アンテナが立っているか。コミュニケーション力。最後まであきらめない
アーティストは社会の動静に敏感になっていなければならない。
アーティストの立場として、社会的な問題の提言や、これまでのアートの歴史にはない新しい表現方法等が求められる。
見た目が美しいだけの作品は国際的なアートマーケットでは評価されないため、アーティストとして食べていくためには日本の狭いマーケットだけでは実質的な無理であり、国際的な評価を得るまでは食べていくことはできない。
そのためには感覚を研ぎ澄まし、世の中の流れと自分の立ち位置を見極めた上でアーティストとして発信するメッセージとコンセプトを持つことが必須である。
メッセージの「面白さ」、「斬新さ」、「感心させる」、「感動させる」といった、見るものに対しての圧倒的な影響力を発揮する作品でなければ、価値を上げることはできない。
世の中の様々な事象を観察した上で、新しい切り口でアートで表現する力が必要とされる。
作品そのものも常に進化させていくことも必要である。
顧客やアート業界は目まぐるしく変化しており、その変化に対応できるアーティストが残っていく。
決して上手い作家、技術力のある作家が勝つわけではない。いつまでも同じ作品を作る作家は飽きられるし、常に社会に対して斬新な提言をすることで、我々をハラハラさせてくれるアーティストが残っていくのである。そのためには社会情勢を理解し、世の中の流れを機敏に読み取り、トレンドを意識した情報収集力が重要であることは言うまでもない。
自分の表現したい内容を伝えるためにはコミュニケーション能力が必須である。
話し上手である必要はない。文章を書いてももよいし、SNSやブログなどを活用してもよい。
訴えたいこと、アートを通じて伝えたいことを伝えるためにはコミュニケーションが重要であり、これなしに勝手に売れていく作品などない。
作品としての価値を上げるため、作品をどう伝えるかというアピールの方法も重要であり、意味が分かりづらい内容を一般の人に理解してもらうことは難しく、誰でもわかる言葉で語ることが重要である。

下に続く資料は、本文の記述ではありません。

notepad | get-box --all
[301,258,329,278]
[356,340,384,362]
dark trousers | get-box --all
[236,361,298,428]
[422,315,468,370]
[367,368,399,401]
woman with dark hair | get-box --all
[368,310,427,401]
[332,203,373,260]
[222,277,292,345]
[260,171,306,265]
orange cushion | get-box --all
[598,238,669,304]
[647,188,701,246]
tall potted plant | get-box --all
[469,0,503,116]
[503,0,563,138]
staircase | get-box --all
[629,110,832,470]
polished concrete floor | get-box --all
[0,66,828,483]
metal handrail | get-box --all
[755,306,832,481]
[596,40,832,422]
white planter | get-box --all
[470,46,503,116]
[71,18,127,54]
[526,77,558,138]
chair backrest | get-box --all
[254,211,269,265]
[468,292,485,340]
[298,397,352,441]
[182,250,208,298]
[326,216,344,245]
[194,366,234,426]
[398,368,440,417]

コミュニケーション能力は作品を伝える以外に、ギャラリストやコレクター、美術館のキュレーターといった廻りの人々と知り合うきっかけを作る上でも、さらにその方々との関係性を作るうえで最も大切である。
現在世界で活躍しているアーティストの多くは極めてコミュニケーション能力が高い。
アートの作品を制作するのみで、対外的に一切のコミュニケーションを避けても、世間が認めてくれる時代は終わった。現在の世界では通用しないのである。
アーティストが、コレクターたちにサービスを徹することはないが、大人としてのきちんとしたやり取りは最低限として必要である。
多くのアーティストがアート作品を売ることで食べていくことができないまま、アーティスト人生を終えて、サラリーマンになってしまうことがほとんどである。
自ら競争をあきらめ、アートから足を洗って、アートを仕事から趣味の世界へと変容せざるを得ない状況に立たされているのは事実である。
世間での金銭的な豊かさを、一般のサラリーマンとアーティストとを比較したときに、こんなことをしててもいいのだろうかという感情が発生する。
また、親戚や友達からもアーティストそのものがまるで遊んでいるかのような見え方をされてしまうことがある。
アーティストは自営業者であり起業家と同じであり、誰にでもできるわけでない一握りの才能を生かした職業であるため、リスペクトされる存在でなければなならないのであるが、一般的な方には理解がされない職種であるため世間の風当たりは強く、その強さに我慢できなくなって、最終的にはやめてしまうのである。
そこを踏ん張って最後まであきらめない胆力ことがアーティストとして成功するために必須である。